Où sont les femmes ?
La statistique se vérifie années après années. Une très large majorité des étudiants en arts graphiques ou en publicité sont des étudiantes.
Pourtant, ces jeunes femmes brillantes, douées, motivées qui entrent dans la vie active, disparaissent lentement mais sûrement des organigrammes dès lors qu’elles font le choix de travailler dans une structure – studio ou agence -. Comme l’oxygène en altitude, elles se raréfient au fur et à mesure de leur ascension. Ainsi, chaque année, la composition des jurys créatifs pour les concours entre pairs tourne au casse-tête.
“Avez-vous quelqu’un à nous proposer, il faudrait que ce soit une femme…”.
On s’échine à composer des jurys paritaires et l’on recherche désespérément des créatives qui ont quitté le camp de base pour atteindre les sommets.

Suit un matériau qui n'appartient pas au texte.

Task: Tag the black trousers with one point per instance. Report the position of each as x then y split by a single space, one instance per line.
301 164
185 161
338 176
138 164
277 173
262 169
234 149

Comme le yéti, certains affirment en avoir aperçu, mais trop rares sont celles qui se présentent pour défendre leurs convictions quelle que soit la catégorie. Phénomène bien connu et amplificateur, à incompétence égale, l’homme acceptera le défi et la femme y renoncera.
Cette situation très documentée traverse tous les secteurs socio-professionnels. Elle est navrante. Seulement voilà, rapportés à nos disciplines, les plafonds de verre entretiennent soigneusement l’asymétrie et les empêchements successifs constatés partout ailleurs. Pire encore, ils concourent au statu quo.
En effet, nos métiers à fort impact culturel, véhicules d’idées et d’empreintes sociétales, s’invitent sans permission aux regards des citoyens et des consommateurs, dès leur plus jeune âge.
À la télévision, dans la rue, dans la presse, sur les réseaux sociaux, nous parlons fort, au filtre d’une pensée dominante qui a, pendant des années, emprisonné les femmes dans des rôles convenus.
Les créatifs ont à ce titre une responsabilité collective dans les perceptions et les canons de la représentation. Or, bien que la loi condamne les débordements, la culture patriarcale a la vie dure en particulier lorsque les hommes en sont les médiateurs. Sans y prendre garde, les mots employés, les images créées se sédimentent et calcifient nos imaginaires.
Il faut poursuivre avec constance l’idée que cet état de fait n’est pas une fatalité. Les avancées réglementaires constituent une nécessité. Mais elles ne viendront pas à bout de l’exigence de changement de logiciel qu’une telle question suppose. Il faut bien sûr commencer très tôt, au plus près des écoles. Plus tôt encore dans nos têtes, dès la petite enfance filles et garçons confondu.e.s.
Cela tient à quelques indices éloquents, comme ce dialogue avec une jeune femme, candidate à un Master et évoquant son ambition : devenir directeur de création. L’intériorisation est de ce point de vue notre pire ennemi. Le combat est intérieur.
Comme il faut combattre dans le même temps la triste idée d’une création genrée. La ligne de crête est étroite entre le ton juste et l’autocensure. La dérision, l’irrévérence, l’humour, sont d’utilité publique lorsqu’ils n’empruntent pas les grands boulevards cent fois arpentés des allusions insidieuses et dégradantes, des blagues égrillardes de vestiaire. Dans ce travail d’équilibriste, les créatives et les créatifs doivent rester les garants de l’impertinence, de l’audace et de l’émancipation de tous.
Mais plus de femmes créatives aux manettes, ce sont sans doute moins de réflexes de genre et moins de préjugés. Plus de femmes aux plus hauts niveaux de responsabilité, c’est une hygiène mentale, une ouverture vers des regards et des écritures nouvelles pour des discours sociétaux alternatifs.
Quand les directrices artistiques, les rédactrices, les conceptrices, les directrices de création et les réalisatrices, quand les femmes, qu’elles soient architectes, photographes, designers, graphistes ou illustratrices… dessineront avec les hommes un monde pluriel, nous combattrons les stéréotypes, les idées toutes faites et les images reçues. C’est un beau programme que de faire germer ensemble l’idée d’une biodiversité créative.
Une chronique de Gilles Deléris, directeur de la création de l’agence W, parue dans le magazine Étapes.